I’ve still not got point sprites working, but I’ve looked into it and it should be possible fairly easily, but I’ve finally made a fountain.
It may not look like much, indeed, it’s not much at all really. It sprays out 1 particle every 5ms with a random spread up to a maximum of 20 degrees. It also has “gravity” acting on it. Although, MPhysicsContext doesn’t allow you to retrieve the world gravity, so I have hard coded that. Everything else is exposed to the editor.
So far, the particle emitter will only create 1,000 particles. I’ve attempted to increase the emitter to 10,000, but it takes a long time, then hangs. Not quite sure why at this point, but that shouldn’t be too much of an issue really.

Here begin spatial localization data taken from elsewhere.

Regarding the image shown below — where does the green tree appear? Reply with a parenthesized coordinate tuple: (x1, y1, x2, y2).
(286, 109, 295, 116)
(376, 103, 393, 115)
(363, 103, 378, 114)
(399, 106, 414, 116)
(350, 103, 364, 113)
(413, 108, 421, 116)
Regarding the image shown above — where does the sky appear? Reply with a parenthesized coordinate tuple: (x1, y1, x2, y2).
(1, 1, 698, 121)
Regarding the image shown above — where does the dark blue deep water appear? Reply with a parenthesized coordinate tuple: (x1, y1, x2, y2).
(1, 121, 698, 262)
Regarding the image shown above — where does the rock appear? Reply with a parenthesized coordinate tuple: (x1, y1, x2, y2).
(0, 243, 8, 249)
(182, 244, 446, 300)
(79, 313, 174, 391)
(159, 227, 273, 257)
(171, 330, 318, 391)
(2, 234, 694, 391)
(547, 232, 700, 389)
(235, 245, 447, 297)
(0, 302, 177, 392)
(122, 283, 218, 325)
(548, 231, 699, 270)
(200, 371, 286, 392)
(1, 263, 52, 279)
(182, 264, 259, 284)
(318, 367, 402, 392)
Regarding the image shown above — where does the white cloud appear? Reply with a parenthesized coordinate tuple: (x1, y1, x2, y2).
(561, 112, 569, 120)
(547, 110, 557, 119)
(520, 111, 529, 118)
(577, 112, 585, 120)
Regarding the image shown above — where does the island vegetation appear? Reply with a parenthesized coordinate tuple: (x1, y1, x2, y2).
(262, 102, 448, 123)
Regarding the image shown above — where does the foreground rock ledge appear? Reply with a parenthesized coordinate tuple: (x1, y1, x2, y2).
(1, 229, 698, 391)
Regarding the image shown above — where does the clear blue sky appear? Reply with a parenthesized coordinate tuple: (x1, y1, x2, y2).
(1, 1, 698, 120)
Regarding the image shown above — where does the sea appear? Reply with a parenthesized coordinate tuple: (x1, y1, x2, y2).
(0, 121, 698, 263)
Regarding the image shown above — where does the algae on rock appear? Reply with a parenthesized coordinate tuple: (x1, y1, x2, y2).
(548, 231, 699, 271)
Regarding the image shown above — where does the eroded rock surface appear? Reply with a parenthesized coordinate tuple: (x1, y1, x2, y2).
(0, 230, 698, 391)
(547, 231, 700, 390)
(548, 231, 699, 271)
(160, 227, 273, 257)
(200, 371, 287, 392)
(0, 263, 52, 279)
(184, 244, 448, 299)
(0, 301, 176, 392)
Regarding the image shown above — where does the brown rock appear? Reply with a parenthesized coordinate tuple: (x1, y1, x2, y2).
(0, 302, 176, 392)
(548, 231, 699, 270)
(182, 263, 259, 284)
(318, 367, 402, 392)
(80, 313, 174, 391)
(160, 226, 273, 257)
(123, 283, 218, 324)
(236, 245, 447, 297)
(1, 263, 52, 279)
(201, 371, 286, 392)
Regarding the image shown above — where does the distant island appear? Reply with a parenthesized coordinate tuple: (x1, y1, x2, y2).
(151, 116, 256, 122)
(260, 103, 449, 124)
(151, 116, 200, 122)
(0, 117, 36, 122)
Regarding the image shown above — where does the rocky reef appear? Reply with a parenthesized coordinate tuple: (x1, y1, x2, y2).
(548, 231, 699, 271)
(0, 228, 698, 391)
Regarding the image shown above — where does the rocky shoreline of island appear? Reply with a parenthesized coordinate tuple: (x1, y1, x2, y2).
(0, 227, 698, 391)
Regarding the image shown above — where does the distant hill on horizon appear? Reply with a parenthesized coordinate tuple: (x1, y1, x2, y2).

What’s next for the particle system? There’s still a lot to do. I think, potentially, the next logical step is to actually texture the points, so we can start creating pretty particles. After that, there’s quite a few other things to do, like semi-physics collision between the particles (I see a significant framerate sink here) and also allowing for some more fancy features, like spinning particles.
Which leads me onto the next point. We can’t use point sprites for everything. They will be ideal for displaying a large amount of particles, as they’re cheap, but they don’t allow for things like rotating the sprites. Which means for some particle emitters, we might want to add a flag to draw the particles as tri lists. That would mean we not only have 6 points per particle, but we also have to maintain a separate array for this, possibly create or update it every frame. I am willing to bet that this will have a reasonable performance hit, but we can then also only draw the active particles. Particle emitters which have rotations will probably have to be kept to a smaller amount, but that shouldn’t be too much of an issue. Non-rotating particles can be kept as point sprites.
Anyway, that’s it for now. Now it’s time for lunch. Then probably attempting to texture the particles. Wish me luck?